Migration between these schemas becomes difficult or impossible because of the way the applications were initially designed. It's a data problem, no SQL trickery or coding can solve it. This is why it is CRITICAL that the dba does a good job initially before the database grows too large to change.

The man hasn't got a clue... 

By Aubry Thonon
Posted Thursday 5th July 2007 04:50 GMT

We've had "agile/extreme programming", now we have "agile/extreme DBA"... well, AP/XP doesn't work in large projects, and I have a feeling neither will AD/XD...

I am a programmer... more importantly, I am a relational-database programmer - I write applications that interface with SQL databases. And I am good at it because I studied the damn things! Come on, it's not that hard... You don't expect your Ford mechanic to be able to fix a Ferrari without first having boned up one it, surely? So why do people think that you can be a DB programmer without knowing how to properly write/implement a database?

As for the database schema, I personally use ORM rather than ER... I find that ER has what I personally believe to be a major flaw - it requires the person wirting the ER diagram to decide what makes up the entities (tables) without any real guidelines. At least with ORM, the tables flow out of the diagram rather than the other way around.

(I fully expect a ER/ORM flamewar to start now... I'll go get my asbestos underpants)

It's all about balance 

By Donna Burbank
Posted Monday 9th July 2007 14:56 GMT

While I would agree with Mr. Ambler's assertion that overly-long up-front analysis and development cycles are not efficient, I'd say that that is a fairly well-recognized truth in the industry. The days of high-cost "waterfall" projects for both App Dev and database development are long gone. That was one end of the extreme of the constantly swinging pendulum of buzzwords and methodologies, with Agile being an extreme at the other end. The answer to too much up-front analysis not no analysis at all, but the proper level analysis to be efficient. Where Agile goes wrong is with statements like "a logical model is just busy work". At the crux of the problem of poor data quality that the TDWI report refers to is often lack of understanding of the data (i.e. a well-defined logical model). For example, if developers are using different definitions and/or calculations for "total revenue", there will be discrepancies in reports and applications. It's the work done in analyzing these data definitions that leads to efficiency in the long-term (i.e. building it right, rather than building it again).

What a load of 

By JohnA
Posted Tuesday 10th July 2007 23:08 GMT

bollix!

In an ideal world... 

By paul pareti
Posted Wednesday 11th July 2007 14:22 GMT

... every database would be designed right before it's deployed, same as every home you move into should fit your needs perfectly before you drag your mattress across the threshold.

But humans are quicksilver. We're a fortunate kind of animal that can change its mind when the situation changes. Stands to reason that when someone (or more typically, some new organization) takes over the running of a bunch of databases, the design of them will seldom be perfectly tuned to the needs of the new arrivals.

Whether you call it agile, extreme, pragmatic or simply living in the real world, it's plain useful to be able simply, accurately and reliably to refactor a database.
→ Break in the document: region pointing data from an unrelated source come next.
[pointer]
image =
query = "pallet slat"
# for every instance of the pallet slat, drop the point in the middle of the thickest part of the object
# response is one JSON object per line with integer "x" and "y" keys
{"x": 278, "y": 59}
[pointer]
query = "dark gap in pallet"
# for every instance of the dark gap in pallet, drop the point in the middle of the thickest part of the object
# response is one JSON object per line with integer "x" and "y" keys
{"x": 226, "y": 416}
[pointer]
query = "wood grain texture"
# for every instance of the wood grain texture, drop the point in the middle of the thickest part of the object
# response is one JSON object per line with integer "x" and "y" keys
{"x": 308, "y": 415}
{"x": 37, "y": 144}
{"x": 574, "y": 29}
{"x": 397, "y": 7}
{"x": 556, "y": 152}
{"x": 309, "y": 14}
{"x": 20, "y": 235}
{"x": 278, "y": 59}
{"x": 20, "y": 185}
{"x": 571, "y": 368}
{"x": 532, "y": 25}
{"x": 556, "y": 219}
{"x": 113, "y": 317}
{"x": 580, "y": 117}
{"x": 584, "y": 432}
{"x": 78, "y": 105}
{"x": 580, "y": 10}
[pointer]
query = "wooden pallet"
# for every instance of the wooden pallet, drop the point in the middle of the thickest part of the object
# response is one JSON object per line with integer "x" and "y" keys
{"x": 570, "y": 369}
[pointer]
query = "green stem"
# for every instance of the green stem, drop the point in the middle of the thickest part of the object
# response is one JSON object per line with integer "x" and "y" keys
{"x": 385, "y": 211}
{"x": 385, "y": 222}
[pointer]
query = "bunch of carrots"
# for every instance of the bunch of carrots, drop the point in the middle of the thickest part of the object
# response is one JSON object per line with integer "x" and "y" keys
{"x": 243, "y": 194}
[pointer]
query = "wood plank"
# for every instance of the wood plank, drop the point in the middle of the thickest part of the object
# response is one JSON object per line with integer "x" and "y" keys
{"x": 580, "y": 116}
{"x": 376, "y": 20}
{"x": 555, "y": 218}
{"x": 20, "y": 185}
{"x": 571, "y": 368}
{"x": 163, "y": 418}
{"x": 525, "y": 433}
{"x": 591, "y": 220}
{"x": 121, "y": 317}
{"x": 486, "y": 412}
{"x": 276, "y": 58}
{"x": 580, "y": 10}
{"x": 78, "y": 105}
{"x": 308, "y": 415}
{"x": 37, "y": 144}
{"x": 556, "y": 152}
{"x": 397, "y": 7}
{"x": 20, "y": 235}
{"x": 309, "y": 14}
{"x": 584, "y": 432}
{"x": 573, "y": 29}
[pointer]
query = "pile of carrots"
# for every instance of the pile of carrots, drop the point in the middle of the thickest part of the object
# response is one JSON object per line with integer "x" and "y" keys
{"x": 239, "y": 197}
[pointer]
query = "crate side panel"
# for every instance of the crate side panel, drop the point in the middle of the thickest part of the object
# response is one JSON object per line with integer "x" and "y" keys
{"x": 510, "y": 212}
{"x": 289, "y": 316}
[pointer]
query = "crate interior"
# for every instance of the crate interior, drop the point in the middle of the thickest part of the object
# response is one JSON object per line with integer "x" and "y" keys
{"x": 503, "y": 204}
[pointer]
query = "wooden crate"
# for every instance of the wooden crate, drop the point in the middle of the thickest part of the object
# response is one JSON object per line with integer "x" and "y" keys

It means you can thereby renew or extend its service lifespan rather than start all over from scratch. It means saving money on unnecessary greenfield development projects every time the team-lead changes. It also means saving a lot of time and focusing on what matters.

And you have to say it's also the way things are moving in the industry. Microsoft have dipped a toe in the water with a simple object rename refactoring in their team suite (http://msdn2.microsoft.com/en-gb/teamsystem/default.aspx). And Red Gate have gone further with a dedicated database refactoring tool SQL Refactor (http://www.red-gate.com/products/SQL_Refactor) at a price that makes refactoring even more sensible.

Personally I think the pragmatic approach to evolutionary database design is really welcome. It's a return to the commonsense attitude of the generation (now in their 80s) who said "If it's broke, let's fix it." Unfortunately it was the boomer generation who swapped this wisdom for, "If it's broke, let's replace it."